Khoo Michelle Shi Qing, Koh Frederick H, Sivarajah Sharmini Su, Ho Leonard Ming-Li, Aw Darius Kang-Lie, Chong Cheryl Xi-Zi, Foo Fung Joon, Tan Winson Jianhong
Colorectal Service, Department of General Surgery, Sengkang General Hospital, Singapore.
Ann Coloproctol. 2024 Dec;40(6):555-563. doi: 10.3393/ac.2023.00738.0105. Epub 2024 Aug 5.
In patients with acute left-sided colonic obstruction, stenting can convert an emergency operation into a semi-elective procedure. However, its use continues to be debated. We performed a cost-effective analysis using our institution's experiences.
Endoscopic, surgical, and financial details were prospectively collected for patients who presented with acute colonic obstruction and underwent stenting between 2019 and 2022. Outcomes were defined as technical/clinical success and successful surgical resection. The financial cost of stenting was compared with the expected cost without stenting.

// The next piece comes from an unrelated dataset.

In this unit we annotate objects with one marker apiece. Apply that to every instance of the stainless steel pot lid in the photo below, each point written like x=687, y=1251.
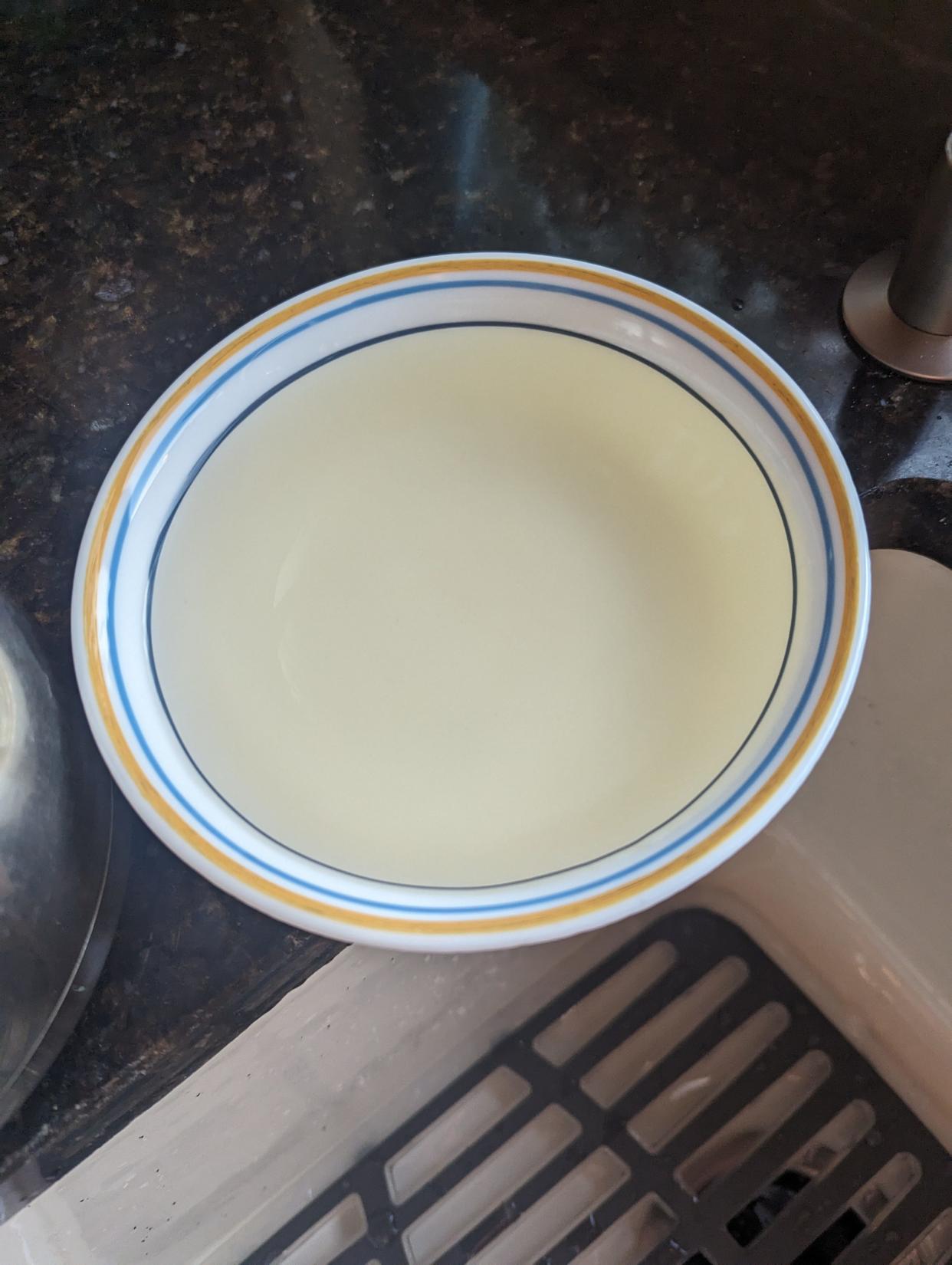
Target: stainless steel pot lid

Forty patients were included, with 29 undergoing definitive resection. The most common pathology was primary colon cancer (27 patients, 93%). Endoscopic stenting had high technical (90%) and clinical (83%) success rates, with low rates of complications such as perforation (2 patients, 7%) and migration (0 patients, 0%). As a bridge to surgery, the median procedure time was 226 minutes and the surgical outcomes also showed a low rate of complications (3 patients, 11%), such as anastomotic leakage (0 patients, 0%), intraabdominal abscesses (2 patients, 7%), and 30-day postoperative mortality (0 patients, 0%). The cumulative costs with colonic stenting were $32,900, while the expected costs with emergency surgery, including stoma reversal, were $40,700 (healthcare cost-savings of $7,800 per person). The difference was mainly due to the avoidance of upfront emergency surgery. The incremental cost-effectiveness ratio was 0.81, favoring colonic stenting over upfront emergency surgery.
Colonic stenting as a bridge to surgery is safe and cost-effective for treating left-sided colonic obstruction with high success rates and low complication rates.
对于急性左侧结肠梗阻患者,支架置入术可将急诊手术转变为半择期手术。然而,其应用仍存在争议。我们利用本机构的经验进行了成本效益分析。
前瞻性收集2019年至2022年间出现急性结肠梗阻并接受支架置入术患者的内镜、手术及财务细节。结果定义为技术/临床成功和成功的手术切除。将支架置入术的财务成本与未进行支架置入术的预期成本进行比较。
纳入40例患者,其中29例接受了根治性切除。最常见的病理类型是原发性结肠癌(27例,93%)。内镜下支架置入术具有较高的技术成功率(90%)和临床成功率(83%),穿孔(2例,7%)和移位(0例,0%)等并发症发生率较低。作为手术桥梁,中位手术时间为226分钟,手术结果也显示并发症发生率较低(3例,11%),如吻合口漏(0例,0%)、腹腔内脓肿(2例,7%)和术后30天死亡率(0例,0%)。结肠支架置入术的累计成本为32,900美元,而包括造口回纳在内的急诊手术预期成本为40,700美元(人均节省医疗费用7,800美元)。差异主要是由于避免了前期的急诊手术。增量成本效益比为0.81,表明结肠支架置入术优于前期急诊手术。
结肠支架置入术作为手术桥梁治疗左侧结肠梗阻安全且具有成本效益,成功率高且并发症发生率低。